ABSTRACT

We conclude this work by picking up, recapitulating and developing some of our key analytic themes. Rett syndrome has intrinsic interest, and its significance for affected children and their families cannot be exaggerated. But our own analytic perspectives are intended to go beyond this one, relatively uncommon, condition itself. We have chosen to document some of the social processes and events surrounding it because it illustrates some more pervasive aspects of contemporary medicine, and of key sociological or anthropological perspectives on it. In general terms we have emphasized, and illustrated, a number of recurrent

themes. Throughout this monograph we have repeatedly stressed the multiplicity of Rett syndrome itself. Notwithstanding its undeniable medical and biological basis, the condition does not exist as ‘Rett syndrome’ independently of the work of identification and interpretation that go into its production and reproduction. That work is enacted in multiple sites and settings, and we have followed the condition through them. We have emphasized that the syndrome is neither fixed nor a single entity. It changes over time, and it is constructed in different versions. Those range from the journal science of contemporary biomedical research, to the performance of clinical judgment, the work of activist coalitions or the everyday interpretations of parents and family members. Rett syndrome has a particular significance, because it is one of the many

conditions that have been identified as having a genetic basis. It thus exemplifies some processes that are identifiable across a wide range of conditions and medical specialties. It is one of the many clinical conditions that are implicated in the rise of the new genetics, and the growing significance of genetic medicine within the wider domain of biomedical knowledge. Our multi-sited ethnography of Rett syndrome is, therefore, intended to be a contribution to the much wider scrutiny of genetic medicine and its scientific and cultural significance. Our focus is on medical conditions that are currently identified in genetic

terms, which reflects our particular interest in medical genetics. However, we do not intend to convey the impression that these processes are unique to genetic conditions. We do not privilege genetics in this context. Equally, our focus on genetic conditions has a point: that an ever-increasing number of conditions are being defined as having a genetic cause or a genetic component is one important, contemporary example of how medical conditions are available for

successive phases of definition and classification. The current state of genetic medicine is not an end-point in these processes of construction. It is a distinctive phase in a historical and cultural process, and it has some distinctive characteristics. It is not, however, the culmination of an evolutionary process, nor the end-point of a progressive revelation of biomedical truth. Indeed, our argument has some urgency precisely because of the need to resist any implication that genetically based biomedical explanations mark the end of classificatory redefinitions.

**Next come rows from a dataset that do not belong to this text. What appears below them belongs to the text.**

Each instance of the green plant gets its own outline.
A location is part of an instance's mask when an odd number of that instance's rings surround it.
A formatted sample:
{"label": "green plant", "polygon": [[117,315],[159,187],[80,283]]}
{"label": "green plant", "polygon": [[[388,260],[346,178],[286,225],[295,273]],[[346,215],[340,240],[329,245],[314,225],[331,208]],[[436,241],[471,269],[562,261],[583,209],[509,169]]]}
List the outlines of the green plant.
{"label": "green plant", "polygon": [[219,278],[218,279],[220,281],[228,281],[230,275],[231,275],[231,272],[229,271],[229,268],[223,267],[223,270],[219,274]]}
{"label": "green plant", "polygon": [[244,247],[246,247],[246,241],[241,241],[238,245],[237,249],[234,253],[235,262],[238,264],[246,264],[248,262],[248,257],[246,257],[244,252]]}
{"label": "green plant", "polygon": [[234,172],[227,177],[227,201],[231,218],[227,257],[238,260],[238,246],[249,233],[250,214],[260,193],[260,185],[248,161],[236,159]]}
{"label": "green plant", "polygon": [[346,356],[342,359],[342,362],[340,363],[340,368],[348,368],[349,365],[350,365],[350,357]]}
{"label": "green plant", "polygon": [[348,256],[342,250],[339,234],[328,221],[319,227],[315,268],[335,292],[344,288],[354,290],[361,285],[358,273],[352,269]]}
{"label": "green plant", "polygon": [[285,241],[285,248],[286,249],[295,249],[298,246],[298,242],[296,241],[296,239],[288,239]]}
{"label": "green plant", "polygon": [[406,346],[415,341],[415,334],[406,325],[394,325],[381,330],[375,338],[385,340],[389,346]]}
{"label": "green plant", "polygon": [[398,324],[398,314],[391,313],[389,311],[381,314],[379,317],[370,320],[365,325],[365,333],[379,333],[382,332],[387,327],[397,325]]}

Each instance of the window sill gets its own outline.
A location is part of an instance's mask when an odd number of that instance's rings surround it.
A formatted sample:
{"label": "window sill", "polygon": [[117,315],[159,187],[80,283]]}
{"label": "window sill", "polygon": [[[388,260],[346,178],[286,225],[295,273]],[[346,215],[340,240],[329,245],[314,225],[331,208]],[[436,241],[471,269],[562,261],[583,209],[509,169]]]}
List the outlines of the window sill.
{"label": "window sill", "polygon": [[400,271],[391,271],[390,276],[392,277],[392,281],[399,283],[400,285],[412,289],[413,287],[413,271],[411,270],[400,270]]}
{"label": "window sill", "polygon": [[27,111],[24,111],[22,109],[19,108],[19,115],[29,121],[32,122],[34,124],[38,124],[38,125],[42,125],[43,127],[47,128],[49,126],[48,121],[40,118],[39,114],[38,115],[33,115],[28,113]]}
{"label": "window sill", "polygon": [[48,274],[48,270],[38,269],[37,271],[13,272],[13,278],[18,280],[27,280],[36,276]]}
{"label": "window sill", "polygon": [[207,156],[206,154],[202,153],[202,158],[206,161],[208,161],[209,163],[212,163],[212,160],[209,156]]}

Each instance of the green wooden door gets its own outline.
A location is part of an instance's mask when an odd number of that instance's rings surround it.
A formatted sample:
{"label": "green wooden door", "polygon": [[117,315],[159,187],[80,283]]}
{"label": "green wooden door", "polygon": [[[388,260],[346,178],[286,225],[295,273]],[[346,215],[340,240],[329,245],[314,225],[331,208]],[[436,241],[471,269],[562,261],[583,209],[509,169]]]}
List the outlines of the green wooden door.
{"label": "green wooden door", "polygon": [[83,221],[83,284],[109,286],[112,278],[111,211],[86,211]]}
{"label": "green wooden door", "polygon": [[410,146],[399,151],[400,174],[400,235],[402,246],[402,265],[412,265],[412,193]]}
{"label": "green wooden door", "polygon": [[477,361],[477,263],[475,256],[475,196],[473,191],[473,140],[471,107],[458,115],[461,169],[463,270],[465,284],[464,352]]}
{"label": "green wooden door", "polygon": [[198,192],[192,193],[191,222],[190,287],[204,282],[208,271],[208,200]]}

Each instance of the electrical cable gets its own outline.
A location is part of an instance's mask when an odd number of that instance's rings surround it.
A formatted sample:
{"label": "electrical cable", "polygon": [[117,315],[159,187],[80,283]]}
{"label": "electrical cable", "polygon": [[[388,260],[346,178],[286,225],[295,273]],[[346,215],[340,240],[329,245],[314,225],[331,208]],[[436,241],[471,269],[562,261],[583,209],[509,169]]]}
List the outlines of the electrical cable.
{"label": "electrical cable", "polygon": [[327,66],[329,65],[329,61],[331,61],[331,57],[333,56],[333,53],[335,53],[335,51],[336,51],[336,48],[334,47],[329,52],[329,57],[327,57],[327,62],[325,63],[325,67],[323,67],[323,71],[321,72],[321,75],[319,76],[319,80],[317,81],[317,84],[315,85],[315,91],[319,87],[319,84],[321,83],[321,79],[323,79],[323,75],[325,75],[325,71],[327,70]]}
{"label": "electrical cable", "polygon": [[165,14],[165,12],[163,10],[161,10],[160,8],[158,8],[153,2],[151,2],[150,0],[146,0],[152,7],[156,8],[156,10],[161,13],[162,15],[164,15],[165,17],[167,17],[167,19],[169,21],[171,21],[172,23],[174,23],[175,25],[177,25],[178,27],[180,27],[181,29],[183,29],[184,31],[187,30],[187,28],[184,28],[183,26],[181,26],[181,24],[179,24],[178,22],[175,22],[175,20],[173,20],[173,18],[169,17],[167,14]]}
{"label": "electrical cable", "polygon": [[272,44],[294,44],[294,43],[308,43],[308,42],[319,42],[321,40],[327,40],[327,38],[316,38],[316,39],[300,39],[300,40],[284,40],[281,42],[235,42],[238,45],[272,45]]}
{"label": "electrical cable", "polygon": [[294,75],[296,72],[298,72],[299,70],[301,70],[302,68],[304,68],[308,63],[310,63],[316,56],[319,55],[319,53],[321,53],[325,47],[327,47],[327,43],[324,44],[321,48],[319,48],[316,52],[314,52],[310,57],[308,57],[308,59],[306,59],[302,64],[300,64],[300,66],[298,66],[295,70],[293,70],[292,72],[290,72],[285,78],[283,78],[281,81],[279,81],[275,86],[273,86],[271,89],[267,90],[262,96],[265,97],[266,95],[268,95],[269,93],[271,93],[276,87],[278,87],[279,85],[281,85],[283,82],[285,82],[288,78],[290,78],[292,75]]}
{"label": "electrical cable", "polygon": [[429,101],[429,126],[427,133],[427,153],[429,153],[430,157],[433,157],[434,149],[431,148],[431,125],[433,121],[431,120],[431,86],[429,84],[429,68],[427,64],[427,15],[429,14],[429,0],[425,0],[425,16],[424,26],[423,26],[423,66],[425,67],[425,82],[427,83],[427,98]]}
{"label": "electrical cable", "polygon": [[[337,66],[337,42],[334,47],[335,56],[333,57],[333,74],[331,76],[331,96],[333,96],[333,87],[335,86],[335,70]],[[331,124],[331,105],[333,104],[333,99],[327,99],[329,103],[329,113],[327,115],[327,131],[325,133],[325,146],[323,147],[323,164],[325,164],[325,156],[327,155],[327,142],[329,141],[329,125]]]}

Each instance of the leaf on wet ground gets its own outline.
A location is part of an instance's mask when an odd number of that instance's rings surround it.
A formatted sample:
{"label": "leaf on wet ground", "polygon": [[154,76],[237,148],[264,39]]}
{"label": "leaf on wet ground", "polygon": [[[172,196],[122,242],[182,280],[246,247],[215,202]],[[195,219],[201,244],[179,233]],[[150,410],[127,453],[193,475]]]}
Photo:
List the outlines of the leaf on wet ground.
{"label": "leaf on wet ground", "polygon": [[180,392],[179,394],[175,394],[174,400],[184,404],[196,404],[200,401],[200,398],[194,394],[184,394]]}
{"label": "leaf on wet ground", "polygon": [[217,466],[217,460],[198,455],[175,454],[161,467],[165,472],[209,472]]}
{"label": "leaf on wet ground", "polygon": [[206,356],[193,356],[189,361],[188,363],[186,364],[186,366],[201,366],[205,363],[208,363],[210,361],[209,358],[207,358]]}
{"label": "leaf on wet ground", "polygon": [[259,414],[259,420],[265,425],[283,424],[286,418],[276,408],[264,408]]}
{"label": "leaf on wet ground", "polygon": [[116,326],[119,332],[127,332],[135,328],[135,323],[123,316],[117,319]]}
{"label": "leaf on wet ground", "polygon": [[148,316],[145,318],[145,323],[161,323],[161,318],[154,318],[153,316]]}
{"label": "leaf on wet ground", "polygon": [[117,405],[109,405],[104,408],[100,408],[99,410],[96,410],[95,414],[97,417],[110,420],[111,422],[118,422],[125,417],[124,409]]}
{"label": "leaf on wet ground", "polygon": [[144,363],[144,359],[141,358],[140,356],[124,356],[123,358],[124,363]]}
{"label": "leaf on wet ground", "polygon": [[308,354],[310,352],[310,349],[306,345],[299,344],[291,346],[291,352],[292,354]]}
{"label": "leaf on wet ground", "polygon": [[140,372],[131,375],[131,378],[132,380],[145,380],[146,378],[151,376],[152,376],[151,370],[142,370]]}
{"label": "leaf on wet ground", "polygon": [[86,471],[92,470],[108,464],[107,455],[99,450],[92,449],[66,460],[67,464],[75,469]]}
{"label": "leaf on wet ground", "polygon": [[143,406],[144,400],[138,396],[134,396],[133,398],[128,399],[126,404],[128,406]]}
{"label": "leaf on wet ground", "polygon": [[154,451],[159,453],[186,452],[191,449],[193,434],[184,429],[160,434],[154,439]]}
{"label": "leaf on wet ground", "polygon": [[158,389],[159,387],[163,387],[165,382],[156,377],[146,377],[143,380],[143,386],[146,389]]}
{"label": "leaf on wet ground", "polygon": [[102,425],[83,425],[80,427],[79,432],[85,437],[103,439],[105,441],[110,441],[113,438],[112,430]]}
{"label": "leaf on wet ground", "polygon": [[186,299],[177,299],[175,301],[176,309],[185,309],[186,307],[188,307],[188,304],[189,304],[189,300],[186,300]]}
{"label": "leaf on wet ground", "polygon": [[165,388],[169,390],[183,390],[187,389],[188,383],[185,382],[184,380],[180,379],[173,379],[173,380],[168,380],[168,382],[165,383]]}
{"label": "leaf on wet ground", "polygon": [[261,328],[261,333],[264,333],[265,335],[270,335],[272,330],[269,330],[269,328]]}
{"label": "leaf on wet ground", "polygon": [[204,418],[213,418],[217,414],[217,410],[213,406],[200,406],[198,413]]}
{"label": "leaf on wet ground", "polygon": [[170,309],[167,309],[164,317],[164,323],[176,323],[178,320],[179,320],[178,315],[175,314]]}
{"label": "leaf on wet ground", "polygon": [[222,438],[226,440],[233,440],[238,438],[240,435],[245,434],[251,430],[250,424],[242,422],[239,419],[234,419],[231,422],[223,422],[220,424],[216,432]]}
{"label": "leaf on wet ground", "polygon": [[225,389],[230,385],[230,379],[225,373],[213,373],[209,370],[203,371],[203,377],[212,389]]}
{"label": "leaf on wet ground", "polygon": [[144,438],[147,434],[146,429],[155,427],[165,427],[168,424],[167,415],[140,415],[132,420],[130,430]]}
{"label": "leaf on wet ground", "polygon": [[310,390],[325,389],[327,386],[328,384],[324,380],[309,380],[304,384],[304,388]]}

Indeed, it will be one of our themes here to suggest that recent interventions based on medical genetics have often destabilized medical definitions. Rett syndrome displays many characteristic features of the trajectory of a

genetic condition (cf. Brown, 1995). The original identification and naming of the syndrome reflects a common pattern. It was, as we have said, first identified from a small series of cases by one clinician. Rett originally referred to it as ‘puppet syndrome’, reflecting the characteristic appearance and behavioural characteristics of the children. The attribution of descriptive or exotic names to such syndromes has been common: examples from the general field of dysmorphology and developmental delay include cri du chat syndrome (based on children’s characteristic vocalization) and Kabuki syndrome, so called because the facial features of the individuals resemble the make-up of Japanese Kabuki actors. These features include long palpebral fissures of the eyes (a narrowing of the space between the upper and lower eyelids), arched ‘interrupted’ eyebrows and prominent eyelashes, giving the impression that the patient is wearing eyeliner. The subsequent adoption of the label Rett syndrome of course also reflects the common adoption of an eponymous clinician who first identifies the condition. At this point in its trajectory, the syndrome is defined primarily in clinical terms – that is, by reference to the characteristic signs of developmental delay, the child’s physical appearance, and the typical repetitive hand movements. Symptoms such as disturbed breathing patterns or epileptic-like episodes may be associated clinically with the condition, but are not treated as a defining (pathognomic) feature. Without a name, and the description of a type-case, no distinctive clinical

entity can conceptually emerge from the plethora of possible symptoms, explanations and appearances. On the other hand, the act of naming a condition can, of itself, imply a distinctive claim. It not only lays claim to the distinctive existence of a given condition (sometimes a big claim in itself), but also stakes a claim in what manner of condition it might be. The original description of the syndrome and its subsequent representation in ‘textbook’ medicine located it among the other conditions of problematic physical and cognitive development. In terms of a medical specialty, it fell firmly within the province of ‘dysmorphology’, a specialist field of practice that encompasses a very large number of syndromes and diseases, many of which are rare, but which give rise to a florid collection of types. Over 3,000 conditions and syndromes have been described (London Dysmorphology Database [LDDB], 2000; Pictures of Standard Syndromes and Undiagnosed Malformations [POSSUM]; Jones, 1997).